For the function f(x) = 3x^2 - 2x + 1:
1. Even part:
Replacing x with -x, we get f(-x) = 3(-x)^2 - 2(-x) + 1
Simplifying, f(-x) = 3x^2 + 2x + 1
To find the even part, we take the average of f(x) and f(-x).
Even part: (f(x) + f(-x))/2 = (3x^2 - 2x + 1 + 3x^2 + 2x + 1)/2
= (6x^2 + 2)/2
= 3x^2 + 1
Therefore, the even part of f(x) = 3x^2 - 2x + 1 is 3x^2 + 1.
2. Odd part:
Replacing x with -x, we get f(-x) = 3(-x)^2 - 2(-x) + 1
Simplifying, f(-x) = 3x^2 + 2x + 1
To find the odd part, we subtract f(-x) from f(x).
Odd part: (f(x) - f(-x))/2 = (3x^2 - 2x + 1 - 3x^2 - 2x - 1)/2
= (-4x)/2
= -2x
Therefore, the odd part of f(x) = 3x^2 - 2x + 1 is -2x.

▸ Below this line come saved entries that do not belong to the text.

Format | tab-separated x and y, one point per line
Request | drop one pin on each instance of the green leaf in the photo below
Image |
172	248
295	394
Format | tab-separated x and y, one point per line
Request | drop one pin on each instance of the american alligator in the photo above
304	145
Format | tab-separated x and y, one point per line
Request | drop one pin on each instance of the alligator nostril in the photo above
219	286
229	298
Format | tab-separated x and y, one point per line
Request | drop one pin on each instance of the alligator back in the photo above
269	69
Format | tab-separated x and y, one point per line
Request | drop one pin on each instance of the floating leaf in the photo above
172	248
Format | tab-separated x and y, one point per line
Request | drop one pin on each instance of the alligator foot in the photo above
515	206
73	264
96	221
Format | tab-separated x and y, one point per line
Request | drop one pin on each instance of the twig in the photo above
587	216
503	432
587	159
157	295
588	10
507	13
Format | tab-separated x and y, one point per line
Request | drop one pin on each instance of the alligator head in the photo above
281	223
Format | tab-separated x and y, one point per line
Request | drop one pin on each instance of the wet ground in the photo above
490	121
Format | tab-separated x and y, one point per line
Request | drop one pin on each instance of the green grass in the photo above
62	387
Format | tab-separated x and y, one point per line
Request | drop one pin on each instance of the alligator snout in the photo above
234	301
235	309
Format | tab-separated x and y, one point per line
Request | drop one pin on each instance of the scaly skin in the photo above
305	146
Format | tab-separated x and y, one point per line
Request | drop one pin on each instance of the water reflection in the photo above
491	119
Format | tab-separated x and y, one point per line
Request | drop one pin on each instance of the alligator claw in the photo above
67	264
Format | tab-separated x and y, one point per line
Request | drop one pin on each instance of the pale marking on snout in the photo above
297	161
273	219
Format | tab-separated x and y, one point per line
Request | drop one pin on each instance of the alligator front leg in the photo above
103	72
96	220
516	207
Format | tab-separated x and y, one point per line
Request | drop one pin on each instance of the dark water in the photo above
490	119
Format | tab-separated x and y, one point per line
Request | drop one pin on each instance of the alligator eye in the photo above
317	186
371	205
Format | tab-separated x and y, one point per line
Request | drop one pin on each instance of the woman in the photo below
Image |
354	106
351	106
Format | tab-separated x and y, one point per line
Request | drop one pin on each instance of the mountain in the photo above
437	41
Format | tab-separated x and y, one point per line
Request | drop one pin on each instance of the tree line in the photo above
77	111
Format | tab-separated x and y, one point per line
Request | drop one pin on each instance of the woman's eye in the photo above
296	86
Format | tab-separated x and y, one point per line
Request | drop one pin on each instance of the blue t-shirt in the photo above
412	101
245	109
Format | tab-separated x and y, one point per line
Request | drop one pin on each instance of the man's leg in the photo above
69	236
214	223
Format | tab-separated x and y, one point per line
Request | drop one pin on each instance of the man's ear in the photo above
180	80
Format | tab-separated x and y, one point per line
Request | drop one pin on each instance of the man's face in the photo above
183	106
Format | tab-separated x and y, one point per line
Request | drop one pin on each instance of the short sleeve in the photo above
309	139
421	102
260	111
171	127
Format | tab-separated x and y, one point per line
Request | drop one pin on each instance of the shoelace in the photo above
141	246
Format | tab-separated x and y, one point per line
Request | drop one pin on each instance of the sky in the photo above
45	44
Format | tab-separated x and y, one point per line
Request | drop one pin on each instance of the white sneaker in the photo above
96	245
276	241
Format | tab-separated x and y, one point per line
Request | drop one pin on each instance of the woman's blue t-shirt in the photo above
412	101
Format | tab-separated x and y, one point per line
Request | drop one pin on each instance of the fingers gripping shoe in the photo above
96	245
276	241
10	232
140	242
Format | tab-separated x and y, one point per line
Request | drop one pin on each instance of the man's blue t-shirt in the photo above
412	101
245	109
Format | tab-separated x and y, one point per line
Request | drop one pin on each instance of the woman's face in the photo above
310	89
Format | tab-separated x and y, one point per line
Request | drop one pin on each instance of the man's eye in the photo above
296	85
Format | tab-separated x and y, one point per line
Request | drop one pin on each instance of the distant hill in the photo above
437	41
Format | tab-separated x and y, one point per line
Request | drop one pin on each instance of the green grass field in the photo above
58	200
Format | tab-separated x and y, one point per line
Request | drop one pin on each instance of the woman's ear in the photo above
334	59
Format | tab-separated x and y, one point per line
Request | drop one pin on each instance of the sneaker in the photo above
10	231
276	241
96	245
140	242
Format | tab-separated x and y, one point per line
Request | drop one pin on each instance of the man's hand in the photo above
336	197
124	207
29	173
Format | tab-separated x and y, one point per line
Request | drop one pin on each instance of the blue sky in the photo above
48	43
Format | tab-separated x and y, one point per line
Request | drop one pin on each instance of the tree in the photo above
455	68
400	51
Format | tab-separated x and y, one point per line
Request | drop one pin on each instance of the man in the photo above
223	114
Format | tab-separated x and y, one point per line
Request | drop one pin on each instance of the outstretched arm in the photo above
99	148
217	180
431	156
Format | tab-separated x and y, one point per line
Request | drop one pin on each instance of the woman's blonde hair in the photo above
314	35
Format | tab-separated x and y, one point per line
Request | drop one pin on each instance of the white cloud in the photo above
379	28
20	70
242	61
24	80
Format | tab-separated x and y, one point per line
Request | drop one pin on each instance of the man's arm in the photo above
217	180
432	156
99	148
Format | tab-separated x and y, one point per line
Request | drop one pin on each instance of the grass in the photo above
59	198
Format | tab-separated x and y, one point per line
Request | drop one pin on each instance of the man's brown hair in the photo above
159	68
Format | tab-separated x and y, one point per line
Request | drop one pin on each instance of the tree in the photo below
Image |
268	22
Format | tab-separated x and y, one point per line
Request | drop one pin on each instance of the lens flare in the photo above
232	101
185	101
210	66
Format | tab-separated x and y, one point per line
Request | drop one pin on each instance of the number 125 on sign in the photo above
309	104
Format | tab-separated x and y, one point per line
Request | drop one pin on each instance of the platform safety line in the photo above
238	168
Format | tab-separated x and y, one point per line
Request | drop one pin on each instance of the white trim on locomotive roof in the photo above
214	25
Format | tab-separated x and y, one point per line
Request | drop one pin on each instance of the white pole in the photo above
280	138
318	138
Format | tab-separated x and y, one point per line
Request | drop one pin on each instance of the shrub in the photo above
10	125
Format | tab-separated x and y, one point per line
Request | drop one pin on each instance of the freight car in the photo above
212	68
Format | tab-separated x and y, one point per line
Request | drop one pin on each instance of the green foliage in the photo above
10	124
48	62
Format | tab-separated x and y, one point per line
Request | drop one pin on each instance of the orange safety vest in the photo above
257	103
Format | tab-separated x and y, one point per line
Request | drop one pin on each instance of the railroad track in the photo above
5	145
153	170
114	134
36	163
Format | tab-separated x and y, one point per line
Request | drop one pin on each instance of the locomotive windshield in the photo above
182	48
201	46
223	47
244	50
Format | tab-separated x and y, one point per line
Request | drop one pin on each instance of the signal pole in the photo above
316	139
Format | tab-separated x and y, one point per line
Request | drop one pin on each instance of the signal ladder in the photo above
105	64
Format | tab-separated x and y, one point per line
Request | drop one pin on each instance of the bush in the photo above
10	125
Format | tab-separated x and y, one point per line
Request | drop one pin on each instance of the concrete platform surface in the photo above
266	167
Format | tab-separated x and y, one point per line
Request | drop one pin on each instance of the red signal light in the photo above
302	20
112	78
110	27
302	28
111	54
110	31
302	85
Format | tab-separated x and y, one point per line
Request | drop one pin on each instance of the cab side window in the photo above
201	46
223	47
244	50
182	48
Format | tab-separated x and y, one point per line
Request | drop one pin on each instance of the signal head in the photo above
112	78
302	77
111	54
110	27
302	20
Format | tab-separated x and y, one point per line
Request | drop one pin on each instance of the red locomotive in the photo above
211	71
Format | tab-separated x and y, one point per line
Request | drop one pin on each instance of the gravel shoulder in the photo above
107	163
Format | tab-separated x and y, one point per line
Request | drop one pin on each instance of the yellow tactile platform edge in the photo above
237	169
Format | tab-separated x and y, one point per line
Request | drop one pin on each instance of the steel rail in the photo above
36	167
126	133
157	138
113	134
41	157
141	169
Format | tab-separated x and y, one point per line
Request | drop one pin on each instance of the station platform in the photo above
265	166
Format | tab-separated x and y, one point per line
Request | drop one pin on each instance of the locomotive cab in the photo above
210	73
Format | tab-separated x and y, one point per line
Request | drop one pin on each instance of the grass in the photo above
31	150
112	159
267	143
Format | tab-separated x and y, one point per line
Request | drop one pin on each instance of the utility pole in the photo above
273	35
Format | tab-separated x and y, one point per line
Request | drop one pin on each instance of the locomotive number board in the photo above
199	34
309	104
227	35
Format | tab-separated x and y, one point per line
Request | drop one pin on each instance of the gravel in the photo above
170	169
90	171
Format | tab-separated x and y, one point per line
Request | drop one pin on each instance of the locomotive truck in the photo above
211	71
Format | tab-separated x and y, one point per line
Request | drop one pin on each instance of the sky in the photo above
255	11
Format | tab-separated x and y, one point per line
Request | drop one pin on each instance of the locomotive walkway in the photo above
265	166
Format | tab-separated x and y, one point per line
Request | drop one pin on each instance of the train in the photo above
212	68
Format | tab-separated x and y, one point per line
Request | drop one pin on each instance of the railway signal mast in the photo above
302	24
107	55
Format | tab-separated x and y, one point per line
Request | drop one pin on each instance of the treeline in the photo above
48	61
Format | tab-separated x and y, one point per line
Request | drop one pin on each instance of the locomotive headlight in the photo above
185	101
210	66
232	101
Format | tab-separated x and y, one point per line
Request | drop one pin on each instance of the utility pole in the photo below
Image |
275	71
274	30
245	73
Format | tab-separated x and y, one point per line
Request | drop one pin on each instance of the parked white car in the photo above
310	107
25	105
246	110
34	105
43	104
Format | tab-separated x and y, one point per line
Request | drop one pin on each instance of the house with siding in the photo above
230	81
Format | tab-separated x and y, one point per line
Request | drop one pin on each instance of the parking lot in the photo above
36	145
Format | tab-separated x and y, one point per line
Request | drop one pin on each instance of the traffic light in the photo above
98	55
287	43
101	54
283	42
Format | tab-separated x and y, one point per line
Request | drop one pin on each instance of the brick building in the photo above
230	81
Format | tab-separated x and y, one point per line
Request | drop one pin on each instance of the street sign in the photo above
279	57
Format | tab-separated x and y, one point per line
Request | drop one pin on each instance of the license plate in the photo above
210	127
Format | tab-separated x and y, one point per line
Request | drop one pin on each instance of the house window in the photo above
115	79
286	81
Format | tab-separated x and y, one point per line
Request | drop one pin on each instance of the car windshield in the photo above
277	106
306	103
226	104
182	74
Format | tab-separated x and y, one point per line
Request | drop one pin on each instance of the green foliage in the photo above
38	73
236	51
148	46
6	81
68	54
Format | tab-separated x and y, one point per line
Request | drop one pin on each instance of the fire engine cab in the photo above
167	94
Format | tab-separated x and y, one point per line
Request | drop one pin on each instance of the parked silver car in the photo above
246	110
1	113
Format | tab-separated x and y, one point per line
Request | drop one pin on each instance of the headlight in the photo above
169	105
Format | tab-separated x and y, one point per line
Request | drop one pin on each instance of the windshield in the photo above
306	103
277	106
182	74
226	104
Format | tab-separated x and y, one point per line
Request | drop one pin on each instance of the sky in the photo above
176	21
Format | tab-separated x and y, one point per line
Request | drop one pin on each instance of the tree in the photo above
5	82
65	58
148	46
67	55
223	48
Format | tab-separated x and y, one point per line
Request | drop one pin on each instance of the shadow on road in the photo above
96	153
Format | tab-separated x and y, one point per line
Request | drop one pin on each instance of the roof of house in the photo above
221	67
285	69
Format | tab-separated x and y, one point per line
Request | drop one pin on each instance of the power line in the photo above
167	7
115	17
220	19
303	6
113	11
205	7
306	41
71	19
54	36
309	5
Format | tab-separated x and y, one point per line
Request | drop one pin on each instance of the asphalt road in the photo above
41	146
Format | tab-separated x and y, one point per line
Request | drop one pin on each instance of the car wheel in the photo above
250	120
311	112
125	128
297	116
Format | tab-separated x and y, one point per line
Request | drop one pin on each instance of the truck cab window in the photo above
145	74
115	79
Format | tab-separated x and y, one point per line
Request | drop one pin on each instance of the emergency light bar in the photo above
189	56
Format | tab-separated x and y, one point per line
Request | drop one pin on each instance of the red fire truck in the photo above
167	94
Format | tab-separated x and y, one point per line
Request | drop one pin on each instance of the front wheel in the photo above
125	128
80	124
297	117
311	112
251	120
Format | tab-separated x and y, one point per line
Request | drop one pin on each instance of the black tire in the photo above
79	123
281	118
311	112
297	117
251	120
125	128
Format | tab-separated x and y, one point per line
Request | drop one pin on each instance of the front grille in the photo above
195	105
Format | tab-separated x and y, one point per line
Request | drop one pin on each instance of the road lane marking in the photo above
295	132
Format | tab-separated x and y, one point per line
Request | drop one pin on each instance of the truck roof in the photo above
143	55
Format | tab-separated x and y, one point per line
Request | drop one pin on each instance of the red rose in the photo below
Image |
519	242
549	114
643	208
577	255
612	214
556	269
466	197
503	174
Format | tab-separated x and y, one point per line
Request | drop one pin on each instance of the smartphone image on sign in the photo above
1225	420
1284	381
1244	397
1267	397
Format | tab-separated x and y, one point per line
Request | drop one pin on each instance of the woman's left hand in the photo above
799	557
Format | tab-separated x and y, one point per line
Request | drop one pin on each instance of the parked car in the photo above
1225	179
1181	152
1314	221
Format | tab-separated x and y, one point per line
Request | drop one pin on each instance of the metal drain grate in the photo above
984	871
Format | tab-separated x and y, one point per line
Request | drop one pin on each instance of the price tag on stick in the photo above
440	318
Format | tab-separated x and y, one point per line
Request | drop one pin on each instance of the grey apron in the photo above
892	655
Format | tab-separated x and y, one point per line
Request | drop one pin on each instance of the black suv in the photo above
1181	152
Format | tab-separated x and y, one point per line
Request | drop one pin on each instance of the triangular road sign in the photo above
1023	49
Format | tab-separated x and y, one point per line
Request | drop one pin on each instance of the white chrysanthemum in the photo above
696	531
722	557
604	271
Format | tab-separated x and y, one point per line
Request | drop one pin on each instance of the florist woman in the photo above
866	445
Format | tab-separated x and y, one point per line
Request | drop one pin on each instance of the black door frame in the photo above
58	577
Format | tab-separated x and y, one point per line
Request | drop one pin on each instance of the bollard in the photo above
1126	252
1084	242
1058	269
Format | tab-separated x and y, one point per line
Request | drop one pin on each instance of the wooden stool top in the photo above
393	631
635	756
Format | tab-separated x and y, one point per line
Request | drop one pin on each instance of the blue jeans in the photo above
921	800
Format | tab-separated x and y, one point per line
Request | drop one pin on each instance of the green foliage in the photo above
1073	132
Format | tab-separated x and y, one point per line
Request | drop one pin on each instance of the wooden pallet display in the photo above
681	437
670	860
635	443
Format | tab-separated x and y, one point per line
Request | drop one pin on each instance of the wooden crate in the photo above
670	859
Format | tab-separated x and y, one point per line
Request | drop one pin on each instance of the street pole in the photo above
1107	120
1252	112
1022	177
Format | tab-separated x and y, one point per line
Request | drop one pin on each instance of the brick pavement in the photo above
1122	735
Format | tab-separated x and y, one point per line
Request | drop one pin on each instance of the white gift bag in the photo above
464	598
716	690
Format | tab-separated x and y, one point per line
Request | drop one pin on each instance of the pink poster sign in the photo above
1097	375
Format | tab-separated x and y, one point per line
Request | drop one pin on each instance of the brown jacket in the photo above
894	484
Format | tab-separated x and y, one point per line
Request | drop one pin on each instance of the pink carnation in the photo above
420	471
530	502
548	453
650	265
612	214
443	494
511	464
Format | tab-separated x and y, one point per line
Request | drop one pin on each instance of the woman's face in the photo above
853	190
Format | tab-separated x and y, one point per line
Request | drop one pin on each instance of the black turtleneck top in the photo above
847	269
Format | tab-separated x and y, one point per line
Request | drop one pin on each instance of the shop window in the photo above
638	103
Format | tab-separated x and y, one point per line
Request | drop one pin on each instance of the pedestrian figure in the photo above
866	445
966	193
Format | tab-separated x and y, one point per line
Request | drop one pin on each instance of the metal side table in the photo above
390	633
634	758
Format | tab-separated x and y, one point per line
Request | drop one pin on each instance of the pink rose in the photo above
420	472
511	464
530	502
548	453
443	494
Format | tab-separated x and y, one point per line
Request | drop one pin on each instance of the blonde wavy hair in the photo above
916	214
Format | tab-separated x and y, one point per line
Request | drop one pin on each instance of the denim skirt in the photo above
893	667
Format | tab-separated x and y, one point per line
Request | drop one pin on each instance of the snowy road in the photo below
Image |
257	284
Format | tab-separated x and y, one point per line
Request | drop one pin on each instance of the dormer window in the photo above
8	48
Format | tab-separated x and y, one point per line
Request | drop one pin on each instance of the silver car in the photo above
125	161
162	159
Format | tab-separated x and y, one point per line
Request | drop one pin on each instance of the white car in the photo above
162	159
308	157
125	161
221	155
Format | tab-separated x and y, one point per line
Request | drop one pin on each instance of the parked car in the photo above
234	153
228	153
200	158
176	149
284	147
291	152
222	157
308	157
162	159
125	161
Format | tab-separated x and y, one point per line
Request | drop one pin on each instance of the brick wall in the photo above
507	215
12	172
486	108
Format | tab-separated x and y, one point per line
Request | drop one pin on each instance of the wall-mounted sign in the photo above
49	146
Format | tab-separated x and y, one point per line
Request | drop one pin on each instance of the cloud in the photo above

To find the even and odd parts of the function f(x) = 3x^2 - 2x + 1, we need to use the concept of symmetry.
1. Even Part:
The even part of a function is obtained by replacing x with -x. Let's calculate it:
f(-x) = 3(-x)^2 - 2(-x) + 1
= 3x^2 + 2x + 1
To find the even part, we take the average of f(x) and f(-x):
Even part = (f(x) + f(-x)) / 2
= (3x^2 - 2x + 1 + 3x^2 + 2x + 1) / 2
= (6x^2 + 2) / 2
= 3x^2 + 1
Therefore, the even part of the function f(x) = 3x^2 - 2x + 1 is 3x^2 + 1.
2. Odd Part:
The odd part of a function is obtained by subtracting the even part from the original function. Let's calculate it:
Odd part = f(x) - Even part
= (3x^2 - 2x + 1) - (3x^2 + 1)
= 3x^2 - 2x + 1 - 3x^2 - 1
= -2x
Therefore, the odd part of the function f(x) = 3x^2 - 2x + 1 is -2x.